Шесть помощников палача приковали его тело железными обручами и цепями к доскам, чтобы он не мог даже пошевельнуться. Потом его руку стали медленно выжигать серой, пока Дамьен не издал ужасный вопль. Было заметно, что, пока горела его рука, волосы у него стояли дыбом. После этого с его рук, ног и груди раскаленными докрасна крючьями были содраны большие куски живой плоти. В свежие раны налили жидкого свинца и кипящего масла. Весь воздух на площади был отравлен запахом жженой плоти. Потом вокруг его предплечий, бедер, запястий и лодыжек были обвязаны крепкие веревки, в которые впрягли четырех сильных лошадей, по одной у каждого угла помоста. Взвивался кнут, и лошади рвались вперед. Предполагалось, что они разорвут несчастного на части. Целый час лошадей пришпоривали и стегали, но им никак не удавалось оторвать хотя бы одну ногу или руку. Удары кнута и крики палачей заглушались душераздирающими воплями человека, испытывавшего страшные мучения.

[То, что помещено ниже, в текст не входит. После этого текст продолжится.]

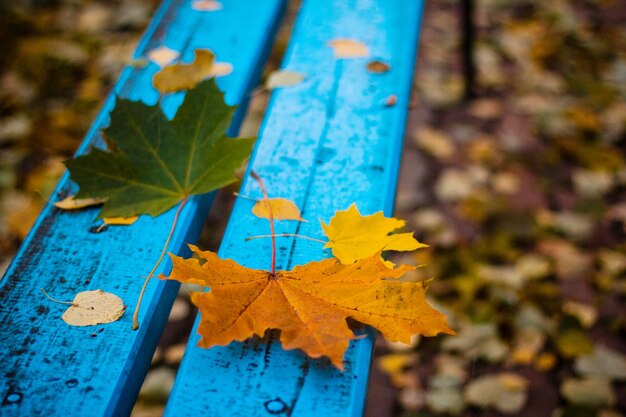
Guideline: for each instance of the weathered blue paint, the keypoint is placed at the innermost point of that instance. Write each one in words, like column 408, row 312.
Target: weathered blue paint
column 48, row 368
column 326, row 143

Добавили еще лошадей, и их всех стегали кнутом. Крики Дамьена переросли в безумный рев. Наконец, палачи получили разрешение судей, присутствовавших на казни, раздробить преступнику суставы, чтобы облегчить работу лошадям. Дамьен приподнял голову, чтобы посмотреть, что с ним делают, но не издал ни звука, пока ему дробили суставы. Он повернул лицо к распятию, которое держали возле него, и поцеловал его, а два священника в это время призывали его покаяться. Потом на лошадей опять обрушились удары кнута, и через полтора часа после начала казни они, наконец, смогли оторвать его левую ногу.
Люди на площади и аристократы в окнах захлопали в ладони. Казнь продолжалась…
Когда была оторвана правая нога, Дамьен начал бешено кричать. Ему раздробили плечевые суставы, и кнут опять взвился в воздух. Когда отделилась правая рука, крики несчастного стали слабеть. Его голова начала клониться назад, но лишь только когда была оторвана правая рука, она поникла полностью. На помосте остался пульсирующий обрубок с головой, волосы на которой побелели. Но эта голова и тело все еще жили.
С головы Дамьена остригли волосы и собрали вместе все его члены. К нему опять подошли отцы. Анри Самсон, главный палач, тем не менее, удержал их, говоря, что Дамьен уже умер. Тогда верили, что преступники отказывались от отпущения грехов перед смертью, потому что их тела продолжали дергаться, а нижняя челюсть двигалась, как бы говоря что-то. Это тело все еще дышало: его глаза скользили взглядом по толпе.
То, что осталось от этого человека, было сожжено на костре, а пепел – развеян по ветру.
Таким был конец несчастного, перенесшего самые страшные мучения, какие только существовали на земле, и произошло это в Париже на моих глазах, как и на глазах многих тысяч людей, включая самых красивых и благородных женщин Франции, собравшихся у окон».
С содроганием посмотрел я на стоявшую в окне леди и вдруг ясно понял: каждый вечер упивалась она видом изуродованного тела, сладкой музыкой звучали в ее ушах вопли несчастного, а день был лишь прелюдией к этому зрелищу, проносившемуся перед ее мысленным взором и захватившему все ее существо.